Herakles and Alkyoneus. On the left, Herakles moves toward the reclining Alkyoneus. Wearing his lionskin and a chitoniskos, as well as a scabbard slung from his left shoulder and a quiver from his right, Herakles carries his sword in his right hand and his bow in his left. A naked, winged youth personifying Sleep hovers over the giant, who is naked, bearded and mustached. With his back propped against a rock, his face is turned frontally and his eyes are closed. Leaning on his left elbow, he crosses his right arm in front of his stomach and rests his hand and curved fingers on the ground. His right leg is flexed, and his left is extended. Leafed branches with white blossoms rise from behind Alkyoneus.

Forming the boundary of the main panel are two lines with a net pattern between them. On the shoulder, six palmettes alternating up and down in direction fill the space, with ivy leaves interspersed between. Above the palmettes at the base of the neck is a row of tongues. A narrow ridge runs around the lower edge of the torus foot, and a base fillet separates foot from body.

Added red is found on both interior and exterior edges of the mouth, a neck band above the tongues, Herakles's beard, dots on his chiton and lionskin, the edge of Alkyoneus's beard, his mustache and bangs, Sleep's fillet, and a band at the bottom of the main panel. Added white includes the teeth and claws of the lionskin, Herakles's baldrics, his sword hilt, his scabbard butt, the ends of the arrows in the quiver, the area below Alkyoneus and the tree blossoms.

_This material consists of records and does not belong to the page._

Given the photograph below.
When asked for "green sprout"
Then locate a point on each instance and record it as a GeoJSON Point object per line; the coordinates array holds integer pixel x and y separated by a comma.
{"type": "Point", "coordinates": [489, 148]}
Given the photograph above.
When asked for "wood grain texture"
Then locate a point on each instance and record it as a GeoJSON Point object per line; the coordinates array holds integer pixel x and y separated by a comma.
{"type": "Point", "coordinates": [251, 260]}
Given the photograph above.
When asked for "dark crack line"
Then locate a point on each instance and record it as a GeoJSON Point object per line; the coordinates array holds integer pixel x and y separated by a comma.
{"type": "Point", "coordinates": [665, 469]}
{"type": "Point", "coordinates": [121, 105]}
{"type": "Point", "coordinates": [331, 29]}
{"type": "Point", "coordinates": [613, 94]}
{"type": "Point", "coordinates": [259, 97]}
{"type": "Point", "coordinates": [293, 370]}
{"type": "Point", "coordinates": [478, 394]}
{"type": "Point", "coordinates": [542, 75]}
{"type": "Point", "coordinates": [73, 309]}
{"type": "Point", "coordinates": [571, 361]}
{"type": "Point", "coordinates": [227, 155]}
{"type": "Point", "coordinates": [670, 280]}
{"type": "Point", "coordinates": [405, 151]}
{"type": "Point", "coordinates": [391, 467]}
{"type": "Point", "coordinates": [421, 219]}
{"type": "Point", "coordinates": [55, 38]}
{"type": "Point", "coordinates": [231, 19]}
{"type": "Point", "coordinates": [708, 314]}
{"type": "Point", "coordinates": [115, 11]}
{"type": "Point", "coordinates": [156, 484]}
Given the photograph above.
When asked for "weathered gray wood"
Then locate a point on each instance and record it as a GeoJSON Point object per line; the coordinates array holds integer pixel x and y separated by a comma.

Discussion of this myth and its representations in vase painting can be found in B. Andrae,1962, Jahrbuch des Deutschen Archäologischen Instituts 77, pp. 130-210. Since Sleep usually crouches on top of the giant, the author suggests that in this case, the giant is just in the process of succumbing, or falling asleep.

Sources Used:

CVA, USA fasc. 17, p. 20, pls. 27, 28

Other Bibliography:

von Bothmer, D., 1957, AJA 61: 105; Brommer 1960, p. 4, A 20; Andrae, B., 1962, Jahrbuch des Deutschen Archäologischen Instituts 77: 170-171, figs. 21-22; Washington 1962, p. 91; Fellmann 1972, p. 29; Brommer 1973, p. 6, A 20.